On March 30, the U.S. Food and Drug Administration (FDA) approved a revised label for the combination of daunorubicin and cytarabine (Vyxeos) to include a new indication to treat newly diagnosed therapy-related acute myeloid leukemia (AML) or AML with myelodysplasia-related changes (AML-MRC) in pediatric patients aged 1 year and older. The approved agent is a liposomal combination of daunorubicin, an anthracycline topoisomerase inhibitor, and cytarabine, a nucleoside metabolic inhibitor.
The approval of daunorubicin/cytarabine for this indication is supported by safety data from two single-arm trials: AAML1421, conducted by the Children's Oncology Group (COG), and CPX-MA-1201, conducted by Cincinnati Children's Hospital (CCH), as well as evidence of effectiveness from “an adequate and well-controlled study” (per FDA regulations) in adults.

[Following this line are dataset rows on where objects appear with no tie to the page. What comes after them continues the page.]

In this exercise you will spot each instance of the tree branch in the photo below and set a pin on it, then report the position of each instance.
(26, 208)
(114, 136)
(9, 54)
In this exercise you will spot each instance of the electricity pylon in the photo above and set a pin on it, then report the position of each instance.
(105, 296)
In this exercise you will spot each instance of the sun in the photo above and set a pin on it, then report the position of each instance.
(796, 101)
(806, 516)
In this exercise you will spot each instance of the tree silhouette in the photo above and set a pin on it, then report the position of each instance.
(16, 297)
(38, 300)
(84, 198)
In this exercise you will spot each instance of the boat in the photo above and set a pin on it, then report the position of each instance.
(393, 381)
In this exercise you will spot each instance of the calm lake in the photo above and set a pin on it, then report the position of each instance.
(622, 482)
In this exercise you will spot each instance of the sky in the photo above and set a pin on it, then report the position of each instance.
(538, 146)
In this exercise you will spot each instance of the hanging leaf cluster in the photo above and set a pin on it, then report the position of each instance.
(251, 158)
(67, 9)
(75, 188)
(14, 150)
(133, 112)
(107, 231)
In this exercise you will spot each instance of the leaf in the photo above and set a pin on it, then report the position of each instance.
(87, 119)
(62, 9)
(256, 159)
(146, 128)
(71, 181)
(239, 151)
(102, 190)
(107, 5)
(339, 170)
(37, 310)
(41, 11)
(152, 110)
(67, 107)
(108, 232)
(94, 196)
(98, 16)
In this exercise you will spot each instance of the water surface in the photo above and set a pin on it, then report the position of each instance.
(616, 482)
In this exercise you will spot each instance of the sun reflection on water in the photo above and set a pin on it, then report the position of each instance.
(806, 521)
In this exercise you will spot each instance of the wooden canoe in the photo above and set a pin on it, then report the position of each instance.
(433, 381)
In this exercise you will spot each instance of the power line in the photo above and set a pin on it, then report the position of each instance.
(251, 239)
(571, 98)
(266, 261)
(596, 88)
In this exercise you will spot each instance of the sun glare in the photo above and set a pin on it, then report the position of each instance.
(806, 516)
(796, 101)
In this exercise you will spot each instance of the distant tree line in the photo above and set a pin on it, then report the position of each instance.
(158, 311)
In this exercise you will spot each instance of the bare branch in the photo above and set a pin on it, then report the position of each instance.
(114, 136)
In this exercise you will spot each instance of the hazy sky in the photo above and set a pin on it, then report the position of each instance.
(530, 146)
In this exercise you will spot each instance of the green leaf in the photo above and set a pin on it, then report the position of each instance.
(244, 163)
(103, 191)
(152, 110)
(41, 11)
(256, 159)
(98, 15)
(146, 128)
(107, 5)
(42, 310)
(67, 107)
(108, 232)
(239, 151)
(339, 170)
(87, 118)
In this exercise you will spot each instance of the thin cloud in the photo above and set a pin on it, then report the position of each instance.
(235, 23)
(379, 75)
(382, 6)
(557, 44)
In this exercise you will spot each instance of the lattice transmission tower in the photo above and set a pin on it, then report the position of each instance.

More About AAML1421 and CPX-MA-1201
The safety and pharmacokinetics of daunorubicin/cytarabine in children and young adults were established in two clinical studies that enrolled patients with AML or relapsed/refractory hematologic malignancies. Thirty-eight pediatric patients aged 1 to 21 years with AML in first relapse were enrolled in the phase I/II AAML1421 study conducted by COG, and 27 patients aged 1 to 19 years with relapsed/refractory hematologic malignancies were enrolled in the phase I CPX-MA-1201 study conducted by CCH. Both studies found no differences in the safety profile based on age. The use of daunorubicin/cytarabine for this indication is also supported by evidence of effectiveness from the phase III CPX-351-301 study, which was conducted in adult patients.
The labeling for daunorubicin/cytarabine has a boxed warning, as it cannot be substituted with other daunorubicin and/or cytarabine-containing products. In the phase III study, the most common adverse reactions (incidence ≥ 25%) were bleeding events, fever, rash, swelling, nausea, sores in the mouth or throat, diarrhea, constipation, muscle pain, tiredness, stomach pain, difficulty breathing, headache, cough, decreased appetite, irregular heartbeat, pneumonia, blood infection, chills, sleep disorders, and vomiting.
"The expansion of the … label to include children is a welcome and necessary advancement in support of some of our most vulnerable patients," said Edward Anders Kolb, MD, Director of the Center for Cancer and Blood Disorders at Nemours/Alfred I. DuPont Hospital for Children and Chair of the Myeloid Disease Committee at COG.